In-house counsel can use litigation finance to build a revenue-generating legal offense

As the former generals counsel of Michelin North America noted in a recent article for Corporate Counsel magazine, in-house legal teams do a great job of playing defense. They effectively battle litigation filed against their companies, while keeping a close eye on costs.

Yet most in-house legal departments have a difficult time playing offense. That is, they don’t design a game plan that will help them “identify and pursue, systematically, monies which may be owed to the company,” the article said.

Hesitation on the part of in-house teams is understandable: Bringing affirmative litigation is expensive and time-consuming, and the results can be unpredictable. Companies may not have the patience or financial resources to engage in protracted litigation. Additionally, unfavorable accounting rules can make bringing suit even more unattractive for public companies.

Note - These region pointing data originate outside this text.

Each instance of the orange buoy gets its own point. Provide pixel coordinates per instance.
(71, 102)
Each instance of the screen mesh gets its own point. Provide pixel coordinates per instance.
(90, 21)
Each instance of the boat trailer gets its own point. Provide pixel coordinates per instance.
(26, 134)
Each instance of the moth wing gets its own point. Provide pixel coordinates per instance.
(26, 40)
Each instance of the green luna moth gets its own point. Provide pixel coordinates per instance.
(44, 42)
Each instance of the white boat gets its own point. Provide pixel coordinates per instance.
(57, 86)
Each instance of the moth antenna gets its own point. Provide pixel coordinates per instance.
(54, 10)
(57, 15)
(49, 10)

Litigation finance helps general counsels mitigate many of these issues—and allows them to transform litigation into assets that can help drive revenue and unlock capital for other priorities. It’s a critical tool that can help legal departments at a moment when corporate pressure to cut costs and produce income is escalating.

Non-recourse investments 

Bentham IMF invests in meritorious cases with a high probability of delivering a successful recovery that yields enough return for the claimant, its lawyers, as well as the funder. Unlike a traditional loan, litigation financing is non-recourse, which means Bentham only collects a return on its investment in the event of a successful settlement or judgment.

The non-recourse nature of litigation finance is one of its chief value propositions for corporate counsel. A funding arrangement can help substantially reduce the company’s litigation risk. If a case is lost on the merits, the company is not obligated to re-pay the funder the capital it procured.

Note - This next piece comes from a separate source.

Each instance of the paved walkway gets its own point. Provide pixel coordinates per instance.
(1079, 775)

Bentham also funds portfolios of litigation that include multiple cases. We place value on the ability to spread risk across a portfolio of investments. And because fairness is one of our core values, we share the benefit of that reduced risk with our portfolio clients by offering lower rates for portfolio financing. A carefully curated and financed portfolio also opens additional opportunities for revenue for the company. Once the funder receives its return from the portfolio, the company retains the exclusive opportunity to collect revenue from the remaining cases as they are resolved. This arrangement allows the company to recover a significant sum, while mitigating risk by using the funder’s capital to pursue litigation.

Further, because the funder is covering the expense of the case, the impact of legal spending on the bottom line is diminished. Legal expenses can impair earnings and trigger intense investor scrutiny. Funding can remove the problem from the balance sheet.

Turning cases into assets

Funding solves another difficult financial problem. Not only is legal spending immediately recorded as an expense, but the potential recovery cannot be recognized as a potential asset—even in situations where the company may have a strong likelihood of a return from a settlement or judgment. These unfavorable accounting rules—and the resulting drag on profits—are a key reason companies may choose to pass on pursuing litigation, even when it is strong on the merits and likely to result in significant recoveries.

Before it takes on an investment, Bentham deploys a team of highly experienced litigators who conduct due diligence into potential matters. This can be another highly useful resource for a company. Bentham, on its own dime, can validate a company’s existing litigation strategy or provide information that can help it pursue a new strategy.

By working closely with the funder, a legal department can also afford to hire the best possible outside counsel for a case, which can help maximize potential recoveries. Funding can allow counsel at elite firms to offer hybrid contingency arrangements, thus making available even more capital for the company.

When funding is used to finance litigation assets, legal spending is removed from the books, the company’s bottom line improves, and cases are transformed into true financial assets. Hence, playing offense with funding is a game plan that can turn the legal department into a solid source of revenue.